In addition to the activity-based initiatives outlined in the list above, Chip and Dan Heath provide a helpful pneumonic in Decisive: How to Make Better Choices in Life and Work (2013), that can help leaders become better decision makers: WRAP.

  • Widen Your Options: encounter a choice. Narrow framing can make you miss options (unduly limiting the options considered).

  • Reality-Test Your Assumptions: analyze your options. Confirmation bias can lead you to gather self-serving info (information that bolsters beliefs).

  • Attain Distance Before Deciding: make a choice. Short-term emotion can often tempt you to make the wrong one (being swayed by emotions that will fade).

  • Prepare to Be Wrong: live with it. You’ll often be over-confident about how the future will unfold (too much faith in our predictions).

Using this sort of framework to test decision making can be a helpful exercise, especially as an objective balance to the instinctive or traditional ways decisions are made. For instance, Benjamin Franklin had a model for decision making that he called “Moral Algebra.” Here’s how it works:

Divide half a sheet of paper by a line into two columns.
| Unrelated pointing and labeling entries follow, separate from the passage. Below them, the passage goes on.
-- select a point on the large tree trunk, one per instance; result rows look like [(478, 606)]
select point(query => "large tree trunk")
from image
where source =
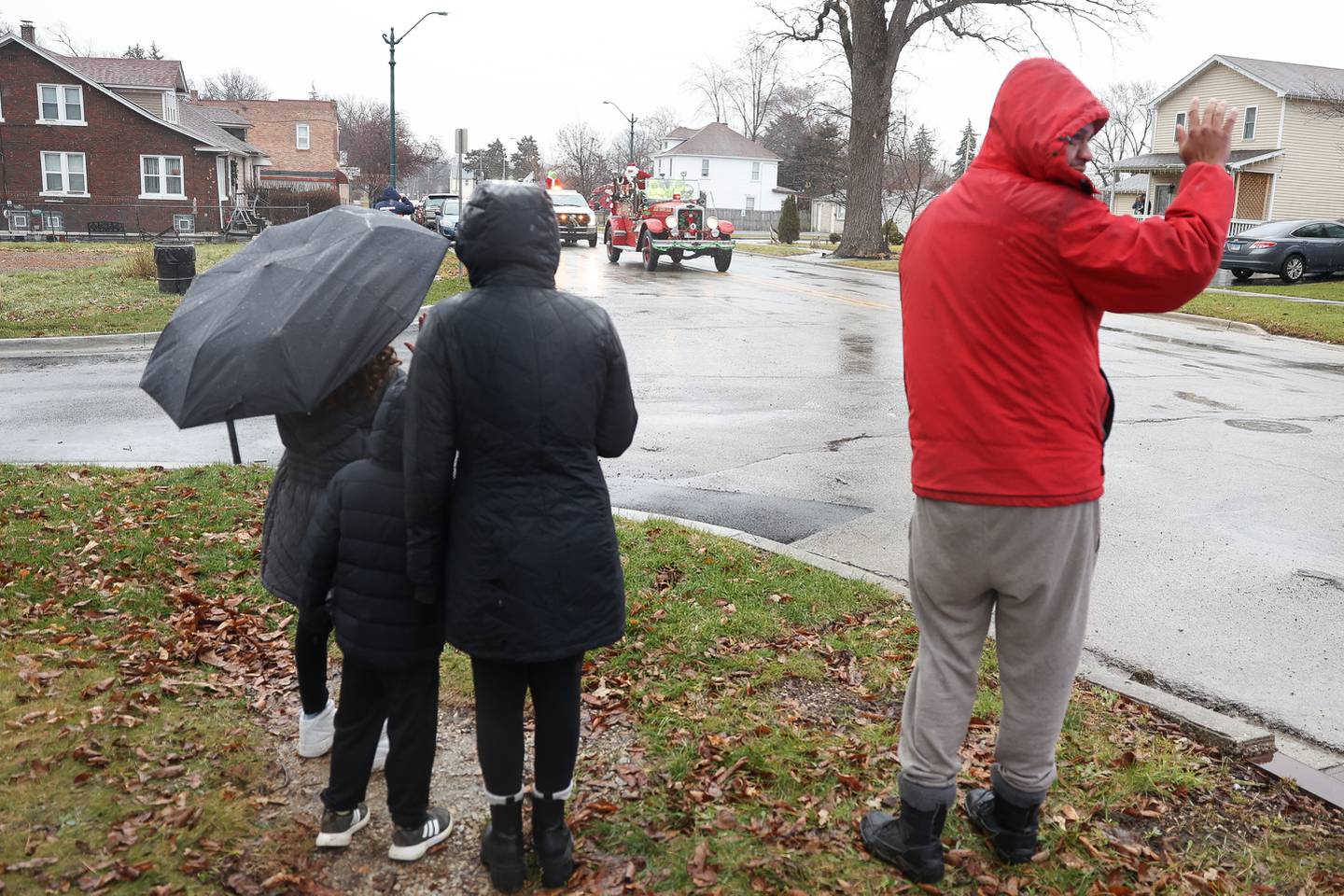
[(870, 78)]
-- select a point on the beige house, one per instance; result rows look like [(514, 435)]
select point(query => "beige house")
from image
[(1288, 158)]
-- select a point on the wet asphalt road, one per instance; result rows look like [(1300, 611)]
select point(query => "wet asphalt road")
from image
[(770, 400)]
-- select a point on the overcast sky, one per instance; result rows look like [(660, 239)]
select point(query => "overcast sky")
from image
[(512, 67)]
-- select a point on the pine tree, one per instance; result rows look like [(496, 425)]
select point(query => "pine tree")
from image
[(965, 150), (788, 226)]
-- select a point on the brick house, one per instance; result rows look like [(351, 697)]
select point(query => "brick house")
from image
[(301, 137), (86, 138)]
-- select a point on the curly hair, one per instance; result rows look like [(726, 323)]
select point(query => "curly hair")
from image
[(366, 382)]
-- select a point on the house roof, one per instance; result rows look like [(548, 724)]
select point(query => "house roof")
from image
[(164, 74), (1285, 78), (1172, 160), (196, 119), (722, 141)]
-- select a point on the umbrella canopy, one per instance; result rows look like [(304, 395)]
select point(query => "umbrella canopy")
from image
[(275, 328)]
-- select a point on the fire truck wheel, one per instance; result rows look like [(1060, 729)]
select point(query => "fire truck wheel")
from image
[(651, 256)]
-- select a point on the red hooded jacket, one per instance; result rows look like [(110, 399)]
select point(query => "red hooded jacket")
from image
[(1002, 284)]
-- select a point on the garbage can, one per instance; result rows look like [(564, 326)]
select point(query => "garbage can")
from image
[(176, 263)]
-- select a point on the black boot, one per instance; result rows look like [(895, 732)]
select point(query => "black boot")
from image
[(501, 847), (1013, 829), (553, 841), (910, 841)]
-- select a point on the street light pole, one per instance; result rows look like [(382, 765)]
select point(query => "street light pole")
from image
[(632, 119), (391, 40)]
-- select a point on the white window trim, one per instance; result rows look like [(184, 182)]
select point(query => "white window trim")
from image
[(162, 176), (61, 107), (64, 172)]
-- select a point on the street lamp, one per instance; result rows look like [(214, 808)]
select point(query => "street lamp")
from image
[(631, 119), (391, 40)]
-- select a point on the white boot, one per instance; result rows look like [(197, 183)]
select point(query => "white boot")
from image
[(317, 734)]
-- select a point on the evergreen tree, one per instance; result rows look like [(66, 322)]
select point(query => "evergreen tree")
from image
[(788, 226), (965, 150)]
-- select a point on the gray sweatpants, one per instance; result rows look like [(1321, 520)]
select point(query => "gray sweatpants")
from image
[(1032, 569)]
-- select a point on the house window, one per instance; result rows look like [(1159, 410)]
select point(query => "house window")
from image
[(61, 105), (161, 177), (63, 174)]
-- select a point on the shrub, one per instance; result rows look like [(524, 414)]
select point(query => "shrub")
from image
[(788, 226), (139, 263), (296, 199)]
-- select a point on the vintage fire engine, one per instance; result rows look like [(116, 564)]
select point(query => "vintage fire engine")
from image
[(677, 226)]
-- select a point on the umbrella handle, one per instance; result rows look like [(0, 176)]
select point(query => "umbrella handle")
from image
[(232, 441)]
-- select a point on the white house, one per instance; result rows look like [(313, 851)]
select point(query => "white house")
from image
[(733, 171)]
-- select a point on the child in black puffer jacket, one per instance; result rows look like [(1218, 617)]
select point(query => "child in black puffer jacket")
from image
[(357, 548)]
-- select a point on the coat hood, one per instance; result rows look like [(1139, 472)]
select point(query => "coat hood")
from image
[(385, 442), (509, 234), (1039, 106)]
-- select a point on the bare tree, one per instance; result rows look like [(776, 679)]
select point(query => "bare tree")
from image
[(1129, 129), (873, 38), (581, 160), (234, 83)]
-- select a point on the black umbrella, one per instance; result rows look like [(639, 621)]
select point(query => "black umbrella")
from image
[(275, 328)]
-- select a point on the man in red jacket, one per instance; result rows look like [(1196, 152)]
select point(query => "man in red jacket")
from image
[(1002, 284)]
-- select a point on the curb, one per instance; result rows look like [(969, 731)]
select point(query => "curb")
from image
[(1215, 323), (1234, 737)]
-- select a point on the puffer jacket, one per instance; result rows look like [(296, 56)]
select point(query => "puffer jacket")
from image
[(357, 550), (1002, 284), (317, 446), (523, 387)]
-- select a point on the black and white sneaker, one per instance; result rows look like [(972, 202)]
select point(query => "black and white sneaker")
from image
[(338, 828), (410, 844)]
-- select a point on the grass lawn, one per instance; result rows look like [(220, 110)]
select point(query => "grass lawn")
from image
[(1308, 320), (84, 289), (773, 248), (763, 699), (1316, 287)]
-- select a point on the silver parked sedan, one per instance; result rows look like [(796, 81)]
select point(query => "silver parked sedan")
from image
[(1291, 248)]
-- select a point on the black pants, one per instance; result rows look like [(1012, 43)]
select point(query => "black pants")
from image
[(408, 699), (500, 690), (312, 635)]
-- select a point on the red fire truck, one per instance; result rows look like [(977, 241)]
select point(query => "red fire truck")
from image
[(677, 226)]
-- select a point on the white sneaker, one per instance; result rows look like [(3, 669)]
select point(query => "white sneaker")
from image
[(317, 734), (381, 754)]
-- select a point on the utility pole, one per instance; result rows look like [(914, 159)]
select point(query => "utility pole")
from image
[(391, 40)]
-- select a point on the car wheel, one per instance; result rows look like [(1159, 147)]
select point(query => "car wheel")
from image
[(650, 254), (1294, 271)]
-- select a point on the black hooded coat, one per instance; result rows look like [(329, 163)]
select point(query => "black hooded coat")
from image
[(522, 388), (357, 548)]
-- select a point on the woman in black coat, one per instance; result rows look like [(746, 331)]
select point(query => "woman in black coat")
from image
[(522, 387)]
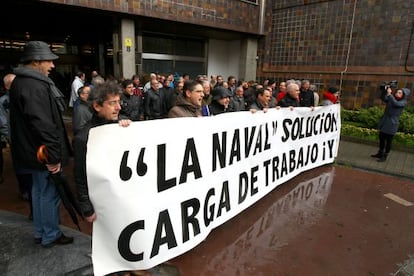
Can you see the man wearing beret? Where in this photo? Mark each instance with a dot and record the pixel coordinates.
(36, 107)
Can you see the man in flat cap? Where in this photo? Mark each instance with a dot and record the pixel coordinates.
(36, 107)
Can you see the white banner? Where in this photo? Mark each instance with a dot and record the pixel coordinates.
(159, 187)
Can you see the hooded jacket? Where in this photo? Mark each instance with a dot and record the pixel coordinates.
(36, 119)
(390, 120)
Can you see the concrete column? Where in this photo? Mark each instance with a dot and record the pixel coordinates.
(101, 57)
(248, 59)
(127, 48)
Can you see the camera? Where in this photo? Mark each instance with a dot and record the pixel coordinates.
(392, 84)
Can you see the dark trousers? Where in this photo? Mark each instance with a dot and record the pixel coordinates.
(385, 142)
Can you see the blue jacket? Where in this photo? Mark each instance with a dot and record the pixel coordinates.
(390, 120)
At the top of one column. write the word “Pro.” Over the other column, write “Con.” Over the next three or four days, add factors to the two columns as they occur to you. Estimate the respective weights of each factor and where two—one on each side—appear equal, strike them both out. If a Pro equals two Cons, strike out all three. Follow this pattern, based on respective weights on either side. Find where the balance lies, and if nothing of further importance arises over the next day or two, come to a determination accordingly.

While Chip and Dan Heath’s model might appear broader in design, any model that enhances the quality of decision making is helpful.

Bottom line: A leader’s ability to make empathetic, collaborative, and strategic decisions that positively impact their employees, organization, and all stakeholders is one of the most critical qualities of great leadership. Investment in building this ability is time and money well spent.